The average target remained well below current prices, however, suggesting most analysts believe the stock is overvalued.

The electric vehicle maker reported late Wednesday a surprise second-quarter profit, sales that fell less than forecast, and said it had the capacity to deliver more than 500,000 vehicles this year. The results put Tesla on a course to join the benchmark S&P 500 index.

Read more: Elon Musk doesn’t want Tesla to be ‘super profitable’ as it soars toward a $300 billion valuation.

See related: Tesla picks Austin, Texas as next ‘gigafactory’ location.

The stock TSLA, +1.53% rallied 3.1% in morning trading, but pared gains of as much as 7.8% in Wednesday’s after-hours session, minutes after the second-quarter report was released.

FactSet, MarketWatch

No less than 14 of the 33 analysts surveyed by FactSet have raised their price targets after the results, including those who are bullish, neutral and bearish on the stock.

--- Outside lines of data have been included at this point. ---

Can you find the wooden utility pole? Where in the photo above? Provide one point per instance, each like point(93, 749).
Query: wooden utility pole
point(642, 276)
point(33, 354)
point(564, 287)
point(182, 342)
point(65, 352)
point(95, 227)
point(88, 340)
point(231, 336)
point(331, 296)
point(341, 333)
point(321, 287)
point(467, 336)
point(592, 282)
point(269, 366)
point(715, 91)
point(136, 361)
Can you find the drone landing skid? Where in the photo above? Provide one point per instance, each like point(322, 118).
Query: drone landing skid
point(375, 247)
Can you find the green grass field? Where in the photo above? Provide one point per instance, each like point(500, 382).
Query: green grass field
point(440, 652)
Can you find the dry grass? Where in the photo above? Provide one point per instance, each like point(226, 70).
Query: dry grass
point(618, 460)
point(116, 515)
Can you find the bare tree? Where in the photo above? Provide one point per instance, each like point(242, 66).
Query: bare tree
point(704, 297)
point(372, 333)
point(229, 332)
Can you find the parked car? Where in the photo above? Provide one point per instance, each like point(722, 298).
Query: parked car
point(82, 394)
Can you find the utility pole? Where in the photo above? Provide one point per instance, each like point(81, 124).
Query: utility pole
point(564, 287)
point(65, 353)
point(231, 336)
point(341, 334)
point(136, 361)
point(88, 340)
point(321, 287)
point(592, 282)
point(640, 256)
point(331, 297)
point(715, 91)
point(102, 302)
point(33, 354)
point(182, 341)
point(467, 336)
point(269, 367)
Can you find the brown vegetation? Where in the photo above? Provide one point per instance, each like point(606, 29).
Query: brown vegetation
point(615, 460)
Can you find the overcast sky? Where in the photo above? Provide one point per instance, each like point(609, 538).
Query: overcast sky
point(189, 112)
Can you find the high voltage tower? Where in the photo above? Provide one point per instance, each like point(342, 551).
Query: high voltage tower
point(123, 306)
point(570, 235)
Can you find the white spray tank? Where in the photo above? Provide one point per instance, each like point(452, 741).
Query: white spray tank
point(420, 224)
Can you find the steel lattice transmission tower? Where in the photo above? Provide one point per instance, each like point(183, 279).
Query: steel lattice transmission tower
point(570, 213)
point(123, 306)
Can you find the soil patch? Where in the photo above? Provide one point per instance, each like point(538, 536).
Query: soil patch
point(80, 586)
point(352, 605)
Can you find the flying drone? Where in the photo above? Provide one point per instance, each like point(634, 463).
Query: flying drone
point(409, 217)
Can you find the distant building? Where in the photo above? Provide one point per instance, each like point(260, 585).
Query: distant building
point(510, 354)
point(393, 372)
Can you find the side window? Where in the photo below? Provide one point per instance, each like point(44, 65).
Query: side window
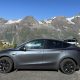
point(51, 44)
point(36, 44)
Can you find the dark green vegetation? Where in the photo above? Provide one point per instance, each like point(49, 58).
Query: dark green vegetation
point(29, 28)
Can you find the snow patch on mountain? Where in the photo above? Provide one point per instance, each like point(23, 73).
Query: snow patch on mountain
point(13, 21)
point(70, 20)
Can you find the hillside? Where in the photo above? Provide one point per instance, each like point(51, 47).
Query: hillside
point(60, 27)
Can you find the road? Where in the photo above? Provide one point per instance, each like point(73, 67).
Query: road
point(39, 75)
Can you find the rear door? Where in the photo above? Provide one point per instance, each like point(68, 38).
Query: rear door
point(51, 53)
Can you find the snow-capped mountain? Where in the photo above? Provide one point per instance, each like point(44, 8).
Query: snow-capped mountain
point(59, 27)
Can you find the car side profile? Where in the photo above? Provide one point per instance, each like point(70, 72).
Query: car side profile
point(41, 54)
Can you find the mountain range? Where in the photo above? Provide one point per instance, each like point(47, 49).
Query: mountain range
point(20, 30)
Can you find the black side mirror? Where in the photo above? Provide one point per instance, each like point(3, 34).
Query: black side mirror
point(23, 48)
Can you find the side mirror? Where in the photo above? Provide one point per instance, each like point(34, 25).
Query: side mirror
point(23, 48)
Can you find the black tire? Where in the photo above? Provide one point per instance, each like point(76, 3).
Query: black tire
point(6, 65)
point(67, 66)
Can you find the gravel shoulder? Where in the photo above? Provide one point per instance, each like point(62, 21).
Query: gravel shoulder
point(39, 75)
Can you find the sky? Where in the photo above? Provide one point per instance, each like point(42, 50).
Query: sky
point(40, 9)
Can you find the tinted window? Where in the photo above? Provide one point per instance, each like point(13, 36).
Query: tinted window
point(35, 44)
point(51, 44)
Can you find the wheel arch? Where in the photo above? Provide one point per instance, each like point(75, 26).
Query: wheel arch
point(9, 58)
point(68, 58)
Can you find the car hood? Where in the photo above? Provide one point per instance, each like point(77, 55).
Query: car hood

That lifted the average to $1,152.10 from $751.48 at the end of June, but that target was still 28% below Wednesday’s closing price of $1,592.33.

Among the bulls, analyst Colin Rusch at Oppenheimer more than doubled his target to $2,209, which is 39% above Wednesday’s close, from $968. He reiterated the overweight rating he’s had on the stock for at least the past two years.

“We believe [Tesla] continues to extend its product and process technology advantages as it disrupts the transportation industry by being better, faster and cheaper than competitors,” Rusch wrote in a note to clients.

Rusch is a minority among the analysts covering Tesla, as only 7 of 33 analysts are bullish, compared with 15 that rate the stock the equivalent of hold and 11 who are bearish.

FactSet

Among those bears, J.P. Morgan’s Ryan Brinkman raised his target to $325, which was 80% below Wednesday’s close, from $295. He’s had an underweight rating on the stock for at least the past three years.

Brinkman said at closer look, the “ostensibly sharp earnings beat” Tesla reported amid a challenging macro environment was driven by “much higher than expected regulatory credit sales, which tend to be lumpy and are expected to decline over time.”

He said despite “genuinely better” results, the stock remains “significantly overvalued.”

Meanwhile, Wedbush analyst Dan Ives said Tesla Chief Executive Elon Musk hit a “home run” with the earnings report, as the company continues to defy the skeptics while surprisingly reinstating its 2020 delivery target of 500,000 vehicles, but he kept the neutral rating he’s had on the stock since April 2019.

But he raised his price target to $1,800, which is 13% above Wednesday’s close, from $1,250.

Tesla’s stock has skyrocketed nearly fourfold (up 293%) this year through Wednesday. In comparison, shares of General Motors Co. have dropped 28%, and Ford Motor Co. has sank 26%, while the S&P 500 index has gained 1.2%.